As palavras de Michel Thiollent permitem compreender, de perspectiva mais ampla, os motivos da insatisfação estudantil e porque o movimento foi forte no meio universitário:
De modo geral, entre os principais temas de contestação universitária, destacam-se: a recusa do caráter classista da universidade; a denúncia da falsa neutralidade e da falsa objetividade do saber; a denúncia da parcelização e tecnocratização do saber; a contestação dos cursos ex cathedra; a denúncia dos professores conservadores ligados à política do governo; o questionamento do lugar que, na divisão capitalista do trabalho, os diplomados irão ocupar; a denúncia da escassez de possibilidade de empregos qualificados […].
Greve, ocupações e desdobramentos
Ao mesmo tempo, o movimento operário, ainda sob o calor das manifestações do 1º de maio, convocou uma greve geral. Em 13 de maio, logo depois de reaberta, a Sorbonne foi retomada pelos estudantes. Também nesse dia, a greve convocada anteriormente teve seu início com a paralisação dos trabalhadores de diversos setores. Fábricas foram ocupadas, transportes e outros serviços, parados.

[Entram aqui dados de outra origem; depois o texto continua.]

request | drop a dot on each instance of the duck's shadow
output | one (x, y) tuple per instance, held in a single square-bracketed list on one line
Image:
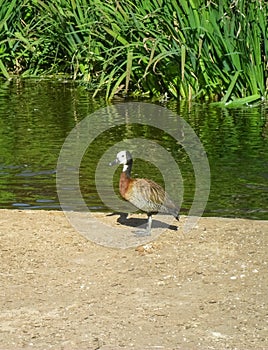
[(141, 222)]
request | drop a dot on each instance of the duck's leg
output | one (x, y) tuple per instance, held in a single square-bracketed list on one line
[(147, 231), (149, 226)]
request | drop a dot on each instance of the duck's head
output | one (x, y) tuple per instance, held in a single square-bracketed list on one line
[(122, 157)]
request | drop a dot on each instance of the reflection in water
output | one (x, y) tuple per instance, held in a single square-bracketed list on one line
[(37, 115)]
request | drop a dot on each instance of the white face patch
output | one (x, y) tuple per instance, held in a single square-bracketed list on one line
[(122, 157), (125, 167)]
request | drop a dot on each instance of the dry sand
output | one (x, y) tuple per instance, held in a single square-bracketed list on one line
[(207, 289)]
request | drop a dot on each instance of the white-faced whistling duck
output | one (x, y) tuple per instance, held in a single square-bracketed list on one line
[(144, 194)]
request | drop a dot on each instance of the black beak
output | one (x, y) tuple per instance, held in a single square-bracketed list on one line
[(114, 162)]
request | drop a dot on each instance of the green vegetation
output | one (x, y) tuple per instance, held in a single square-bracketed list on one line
[(186, 49)]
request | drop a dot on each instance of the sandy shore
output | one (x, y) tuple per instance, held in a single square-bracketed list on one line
[(207, 289)]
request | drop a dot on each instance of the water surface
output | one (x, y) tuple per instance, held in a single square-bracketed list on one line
[(37, 115)]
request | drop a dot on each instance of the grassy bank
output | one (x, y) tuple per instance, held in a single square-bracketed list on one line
[(187, 49)]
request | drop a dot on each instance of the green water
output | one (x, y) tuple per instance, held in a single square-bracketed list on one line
[(37, 115)]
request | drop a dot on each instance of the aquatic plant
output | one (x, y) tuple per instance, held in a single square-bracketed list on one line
[(182, 49)]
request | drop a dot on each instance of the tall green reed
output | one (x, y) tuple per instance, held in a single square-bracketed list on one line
[(186, 50)]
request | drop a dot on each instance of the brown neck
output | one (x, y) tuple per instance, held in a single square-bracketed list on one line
[(123, 183)]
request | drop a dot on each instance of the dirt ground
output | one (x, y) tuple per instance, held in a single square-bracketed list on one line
[(207, 289)]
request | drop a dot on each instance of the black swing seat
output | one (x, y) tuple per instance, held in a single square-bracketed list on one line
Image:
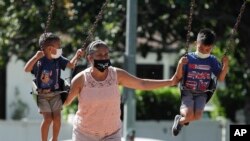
[(62, 91), (211, 88), (210, 91)]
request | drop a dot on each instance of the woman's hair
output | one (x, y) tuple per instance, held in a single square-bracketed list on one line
[(92, 47), (206, 36), (47, 39)]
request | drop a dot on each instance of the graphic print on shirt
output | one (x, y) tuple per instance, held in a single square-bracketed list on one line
[(46, 81), (198, 77)]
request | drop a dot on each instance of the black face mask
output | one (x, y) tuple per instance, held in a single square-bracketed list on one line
[(101, 65)]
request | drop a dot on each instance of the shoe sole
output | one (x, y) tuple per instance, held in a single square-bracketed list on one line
[(174, 127)]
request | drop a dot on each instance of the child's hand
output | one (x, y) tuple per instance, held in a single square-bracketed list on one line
[(39, 54), (225, 60), (183, 60)]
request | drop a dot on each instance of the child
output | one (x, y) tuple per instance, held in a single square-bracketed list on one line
[(46, 66), (196, 70)]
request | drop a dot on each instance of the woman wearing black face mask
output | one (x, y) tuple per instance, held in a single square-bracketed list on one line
[(98, 115)]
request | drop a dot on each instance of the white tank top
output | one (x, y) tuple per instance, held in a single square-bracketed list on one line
[(99, 105)]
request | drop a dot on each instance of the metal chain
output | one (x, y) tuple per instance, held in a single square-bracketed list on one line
[(235, 28), (190, 18), (91, 31), (52, 7)]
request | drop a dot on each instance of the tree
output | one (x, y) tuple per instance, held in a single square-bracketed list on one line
[(162, 26)]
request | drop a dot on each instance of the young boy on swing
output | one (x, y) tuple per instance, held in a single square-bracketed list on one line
[(196, 70), (46, 66)]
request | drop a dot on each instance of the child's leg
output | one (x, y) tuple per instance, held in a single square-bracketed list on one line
[(187, 107), (56, 124), (56, 107), (47, 119), (199, 104)]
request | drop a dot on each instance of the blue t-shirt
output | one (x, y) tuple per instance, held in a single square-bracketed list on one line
[(198, 72), (48, 72)]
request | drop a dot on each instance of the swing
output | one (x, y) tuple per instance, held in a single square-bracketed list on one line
[(64, 86), (213, 82)]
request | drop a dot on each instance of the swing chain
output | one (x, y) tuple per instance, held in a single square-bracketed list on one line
[(235, 28), (52, 7), (190, 18), (91, 31)]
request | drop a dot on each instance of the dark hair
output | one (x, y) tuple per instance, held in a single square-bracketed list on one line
[(94, 45), (47, 39), (206, 36)]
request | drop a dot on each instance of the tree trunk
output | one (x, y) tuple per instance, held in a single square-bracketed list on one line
[(3, 93)]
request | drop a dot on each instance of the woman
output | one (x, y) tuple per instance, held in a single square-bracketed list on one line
[(98, 115)]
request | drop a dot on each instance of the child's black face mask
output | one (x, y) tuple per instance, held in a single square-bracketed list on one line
[(101, 65)]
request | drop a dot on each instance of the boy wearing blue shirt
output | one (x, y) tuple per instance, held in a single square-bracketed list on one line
[(46, 65), (196, 70)]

Embora os protestos tenham perdido sua força inicial e refluído com o passar do tempo – principalmente em virtude dos resultados das negociações do movimento operário com o patronato, que trouxeram ganhos na esfera trabalhista, e das eleições gerais convocadas naquele mesmo mês, que deram larga vitória ao governo do general De Gaulle – os eventos que se sucederam são lembrados, até os dias atuais, como um ponto de inflexão da história recente. Não só na França, mas também em diversos outros países – como Estados Unidos, México e Brasil – governos, autoridades e instituições tiveram que lidar com protestos massivos de rua, que contestavam o status quo e deram um caráter ‘global’ ao movimento.

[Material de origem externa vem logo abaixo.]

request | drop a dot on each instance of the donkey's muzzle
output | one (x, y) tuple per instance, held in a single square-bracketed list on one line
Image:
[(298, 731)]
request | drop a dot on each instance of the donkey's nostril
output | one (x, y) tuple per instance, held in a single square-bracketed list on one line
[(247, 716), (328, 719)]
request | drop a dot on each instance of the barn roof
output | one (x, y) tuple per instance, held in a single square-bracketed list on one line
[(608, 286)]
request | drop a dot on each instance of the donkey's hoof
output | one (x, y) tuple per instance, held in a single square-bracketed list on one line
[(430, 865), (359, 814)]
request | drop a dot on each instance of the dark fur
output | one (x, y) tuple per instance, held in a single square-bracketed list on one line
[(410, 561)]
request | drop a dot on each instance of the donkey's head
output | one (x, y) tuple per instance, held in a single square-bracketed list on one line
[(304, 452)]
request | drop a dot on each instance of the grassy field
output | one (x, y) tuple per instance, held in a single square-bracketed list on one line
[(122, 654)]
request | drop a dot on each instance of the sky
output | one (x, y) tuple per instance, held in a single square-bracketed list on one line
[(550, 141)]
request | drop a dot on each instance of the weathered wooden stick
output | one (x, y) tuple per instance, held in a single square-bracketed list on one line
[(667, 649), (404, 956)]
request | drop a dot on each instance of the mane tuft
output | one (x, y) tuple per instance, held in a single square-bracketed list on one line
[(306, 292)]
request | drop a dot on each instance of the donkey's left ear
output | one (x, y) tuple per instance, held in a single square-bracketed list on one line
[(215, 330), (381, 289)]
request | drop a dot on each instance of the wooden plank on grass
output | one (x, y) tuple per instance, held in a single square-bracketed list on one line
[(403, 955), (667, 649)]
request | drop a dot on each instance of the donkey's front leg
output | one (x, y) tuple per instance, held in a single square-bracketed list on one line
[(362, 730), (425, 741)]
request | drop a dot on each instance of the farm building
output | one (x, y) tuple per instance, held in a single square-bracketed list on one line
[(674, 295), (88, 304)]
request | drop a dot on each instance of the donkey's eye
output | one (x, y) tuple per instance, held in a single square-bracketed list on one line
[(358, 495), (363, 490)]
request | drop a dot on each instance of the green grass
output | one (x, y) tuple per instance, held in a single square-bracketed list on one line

A estética do Maio de 68 e os muros da Universidade de Sorbonne
No que se refere à relação entre Maio de 68 e a universidade, são muito conhecidas as diferentes formas de expressão e manifestação cultural estudantis. Fortemente marcadas por sua criatividade e teor político, essas imprimiram ‘suas marcas’, sobretudo, nos muros da Sorbonne, que foram eternizadas por imagens feitas à época. Frases como “Não quero perder minha vida a ganhá-la”, “É proibido proibir”, “Nem deus nem mestre”, “Todo poder abusa. O poder absoluto abusa absolutamente”, entre outras abordavam os mais variados assuntos, que iam da sexualidade às relações de trabalho, da política à educação. Questionar a autoridade, os modelos, o pensamento único, o Poder, enfim, toda forma de autoritarismo era o foco principal.

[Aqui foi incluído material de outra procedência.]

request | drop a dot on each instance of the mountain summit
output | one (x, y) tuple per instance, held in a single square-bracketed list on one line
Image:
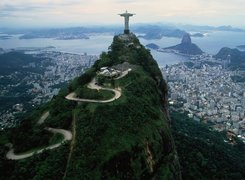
[(110, 123)]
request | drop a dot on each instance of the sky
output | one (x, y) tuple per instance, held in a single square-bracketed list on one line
[(52, 13)]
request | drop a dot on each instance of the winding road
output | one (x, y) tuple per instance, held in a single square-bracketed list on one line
[(67, 134), (67, 137)]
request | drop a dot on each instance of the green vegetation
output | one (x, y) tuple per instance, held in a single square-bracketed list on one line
[(87, 93), (128, 138), (114, 137), (203, 154)]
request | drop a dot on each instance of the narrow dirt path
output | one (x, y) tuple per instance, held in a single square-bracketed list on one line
[(43, 118), (72, 143), (92, 85), (67, 137)]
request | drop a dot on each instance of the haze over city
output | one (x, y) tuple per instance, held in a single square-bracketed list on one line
[(46, 13)]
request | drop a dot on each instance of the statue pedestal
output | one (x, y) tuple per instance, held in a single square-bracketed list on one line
[(126, 31)]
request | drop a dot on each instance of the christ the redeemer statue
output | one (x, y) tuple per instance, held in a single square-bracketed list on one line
[(126, 16)]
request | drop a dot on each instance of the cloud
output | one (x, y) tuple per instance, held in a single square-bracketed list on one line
[(97, 11)]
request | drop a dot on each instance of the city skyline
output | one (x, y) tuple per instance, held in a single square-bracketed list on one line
[(46, 13)]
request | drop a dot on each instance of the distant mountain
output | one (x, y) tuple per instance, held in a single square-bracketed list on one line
[(236, 57), (157, 32), (210, 28), (186, 46)]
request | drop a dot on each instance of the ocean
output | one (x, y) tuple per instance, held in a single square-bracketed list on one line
[(211, 43)]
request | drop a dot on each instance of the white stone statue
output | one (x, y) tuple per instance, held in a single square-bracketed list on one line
[(126, 16)]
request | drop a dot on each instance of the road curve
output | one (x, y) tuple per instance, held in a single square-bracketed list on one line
[(67, 137), (92, 85)]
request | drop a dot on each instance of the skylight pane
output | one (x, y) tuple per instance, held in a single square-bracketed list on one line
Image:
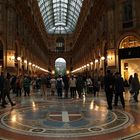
[(60, 16)]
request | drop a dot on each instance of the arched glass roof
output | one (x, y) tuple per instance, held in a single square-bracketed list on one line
[(60, 16)]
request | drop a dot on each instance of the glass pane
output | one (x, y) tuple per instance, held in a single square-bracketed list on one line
[(60, 16)]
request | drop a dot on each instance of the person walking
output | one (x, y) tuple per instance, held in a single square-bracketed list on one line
[(119, 89), (59, 86), (1, 85), (109, 84), (79, 85), (66, 85), (53, 85), (6, 91), (72, 84)]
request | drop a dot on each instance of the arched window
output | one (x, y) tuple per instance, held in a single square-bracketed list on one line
[(60, 66), (129, 42)]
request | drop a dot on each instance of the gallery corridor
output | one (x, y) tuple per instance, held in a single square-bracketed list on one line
[(37, 117)]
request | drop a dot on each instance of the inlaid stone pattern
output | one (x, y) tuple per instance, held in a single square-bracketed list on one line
[(67, 120)]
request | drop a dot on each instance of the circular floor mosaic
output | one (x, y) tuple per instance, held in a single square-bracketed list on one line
[(64, 120)]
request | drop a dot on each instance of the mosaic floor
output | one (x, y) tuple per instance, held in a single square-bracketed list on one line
[(38, 117)]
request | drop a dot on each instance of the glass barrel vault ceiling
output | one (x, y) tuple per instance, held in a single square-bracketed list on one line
[(60, 16)]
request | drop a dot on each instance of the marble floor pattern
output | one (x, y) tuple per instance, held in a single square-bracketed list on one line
[(46, 117)]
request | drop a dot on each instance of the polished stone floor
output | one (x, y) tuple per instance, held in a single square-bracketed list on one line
[(46, 117)]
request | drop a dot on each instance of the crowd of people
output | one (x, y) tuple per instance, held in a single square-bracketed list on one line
[(61, 86)]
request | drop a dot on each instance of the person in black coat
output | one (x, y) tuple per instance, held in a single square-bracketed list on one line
[(109, 85), (119, 89)]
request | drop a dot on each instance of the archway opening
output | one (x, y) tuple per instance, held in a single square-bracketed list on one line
[(129, 56), (60, 66)]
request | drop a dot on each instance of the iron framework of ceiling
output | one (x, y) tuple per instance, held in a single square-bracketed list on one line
[(60, 16)]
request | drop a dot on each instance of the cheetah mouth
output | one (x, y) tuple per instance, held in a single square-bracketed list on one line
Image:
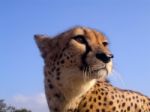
[(96, 73)]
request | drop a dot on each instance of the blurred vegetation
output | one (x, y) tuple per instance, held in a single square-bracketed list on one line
[(6, 108)]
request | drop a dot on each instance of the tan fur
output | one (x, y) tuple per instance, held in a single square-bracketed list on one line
[(75, 76)]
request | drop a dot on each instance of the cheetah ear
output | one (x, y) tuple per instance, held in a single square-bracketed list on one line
[(44, 44)]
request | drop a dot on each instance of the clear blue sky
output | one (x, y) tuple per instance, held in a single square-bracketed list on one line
[(125, 22)]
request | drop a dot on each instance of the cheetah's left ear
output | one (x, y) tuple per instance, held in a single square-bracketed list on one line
[(43, 43)]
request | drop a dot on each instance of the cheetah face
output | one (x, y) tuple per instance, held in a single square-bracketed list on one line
[(78, 53), (91, 54)]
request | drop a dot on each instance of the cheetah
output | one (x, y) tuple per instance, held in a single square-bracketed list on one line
[(77, 64)]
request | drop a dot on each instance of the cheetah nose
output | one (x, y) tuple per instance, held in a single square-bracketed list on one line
[(104, 57)]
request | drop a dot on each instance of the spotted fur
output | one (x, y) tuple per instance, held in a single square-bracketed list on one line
[(77, 63)]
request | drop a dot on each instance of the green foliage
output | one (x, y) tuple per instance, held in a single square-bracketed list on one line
[(5, 108)]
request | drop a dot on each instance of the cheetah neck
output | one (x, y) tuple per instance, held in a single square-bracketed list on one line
[(70, 93)]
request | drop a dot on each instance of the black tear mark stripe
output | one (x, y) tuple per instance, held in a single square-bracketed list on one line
[(87, 50)]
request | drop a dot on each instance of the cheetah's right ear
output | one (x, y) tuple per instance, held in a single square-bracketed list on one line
[(44, 44)]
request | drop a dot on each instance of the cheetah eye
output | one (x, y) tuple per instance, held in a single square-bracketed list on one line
[(80, 39), (105, 44)]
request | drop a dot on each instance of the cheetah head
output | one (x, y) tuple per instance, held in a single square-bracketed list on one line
[(81, 52), (73, 57)]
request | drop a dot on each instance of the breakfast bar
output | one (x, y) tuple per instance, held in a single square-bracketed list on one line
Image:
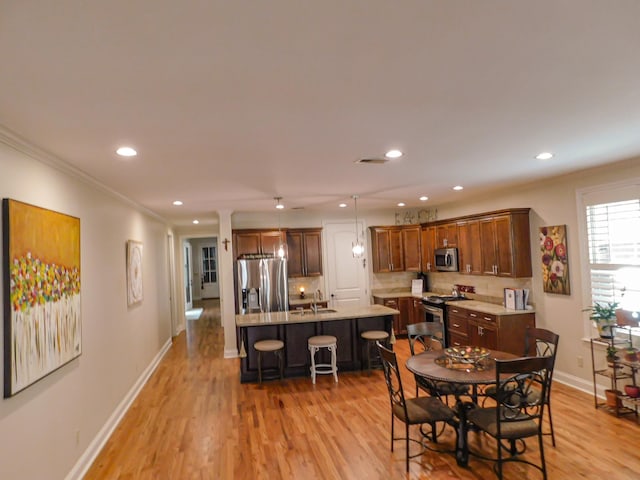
[(295, 327)]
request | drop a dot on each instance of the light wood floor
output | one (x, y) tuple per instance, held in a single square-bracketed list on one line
[(194, 420)]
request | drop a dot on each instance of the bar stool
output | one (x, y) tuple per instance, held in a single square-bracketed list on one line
[(371, 337), (275, 346), (316, 343)]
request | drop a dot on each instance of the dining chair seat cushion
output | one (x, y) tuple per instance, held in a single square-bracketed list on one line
[(485, 418), (424, 410), (374, 335), (268, 345)]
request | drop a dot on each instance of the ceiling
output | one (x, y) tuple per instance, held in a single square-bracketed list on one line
[(232, 103)]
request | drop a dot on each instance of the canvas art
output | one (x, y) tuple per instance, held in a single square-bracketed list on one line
[(134, 272), (42, 327), (555, 261)]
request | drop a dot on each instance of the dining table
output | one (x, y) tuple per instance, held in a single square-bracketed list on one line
[(437, 366)]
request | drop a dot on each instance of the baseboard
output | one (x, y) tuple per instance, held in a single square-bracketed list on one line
[(231, 353), (577, 383), (88, 457)]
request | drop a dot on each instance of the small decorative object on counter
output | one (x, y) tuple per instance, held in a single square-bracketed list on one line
[(632, 390), (604, 316)]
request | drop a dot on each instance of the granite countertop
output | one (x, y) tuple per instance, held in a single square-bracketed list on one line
[(303, 301), (339, 313), (484, 307)]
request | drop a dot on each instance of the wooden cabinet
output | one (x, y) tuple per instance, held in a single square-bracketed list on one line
[(506, 245), (457, 327), (386, 246), (496, 332), (396, 248), (410, 309), (411, 248), (254, 241), (427, 246), (469, 247), (304, 252), (446, 235)]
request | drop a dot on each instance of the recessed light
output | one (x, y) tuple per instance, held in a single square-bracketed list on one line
[(126, 152), (544, 156)]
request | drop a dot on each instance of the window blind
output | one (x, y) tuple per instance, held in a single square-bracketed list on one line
[(613, 231)]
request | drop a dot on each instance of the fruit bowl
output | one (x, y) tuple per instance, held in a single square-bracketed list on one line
[(466, 354)]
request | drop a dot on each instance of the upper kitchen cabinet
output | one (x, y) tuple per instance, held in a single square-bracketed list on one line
[(411, 247), (386, 248), (447, 235), (428, 245), (254, 241), (304, 252), (396, 248), (505, 243), (469, 247)]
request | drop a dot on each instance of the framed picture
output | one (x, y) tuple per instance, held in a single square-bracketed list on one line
[(41, 281), (554, 259), (134, 272)]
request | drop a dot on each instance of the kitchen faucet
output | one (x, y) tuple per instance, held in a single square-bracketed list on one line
[(314, 305)]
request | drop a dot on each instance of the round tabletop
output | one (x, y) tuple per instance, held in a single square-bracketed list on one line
[(435, 365)]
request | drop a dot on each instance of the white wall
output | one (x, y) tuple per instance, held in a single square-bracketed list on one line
[(553, 202), (45, 429)]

Por fim, pode-se dizer que o Maio de 68 e a universidade estão associados um ao outro em virtude da ampla participação estudantil, sobretudo jovem. Na França e nos outros países onde ocorreram manifestações, a presença desse segmento foi muito marcante e trouxe um ar de renovação no campo político-cultural. A novidade, a criatividade, a crítica ao autoritarismo e às instituições marcaram, inegavelmente, esse movimento ético-estético-político de forte repercussão na sociedade.
Referências
MAI68.ORG. Disponível em: https://mai68.org/spip/spip.php?article5319. Acesso em: 23/02/2022.
THIOLLENT, Michel. Maio de 1968 em Paris: testemunho de um estudante. Tempo Social; Rev. Sociol. USP, São Paulo, 10(2): 63-100, outubro de 1998. Disponível em: (https://www.scielo.br/j/ts/a/444DQVn33fzbR57dbgDDWWy/?format=pdf&lang=pt). Acesso em: 22/02/2022.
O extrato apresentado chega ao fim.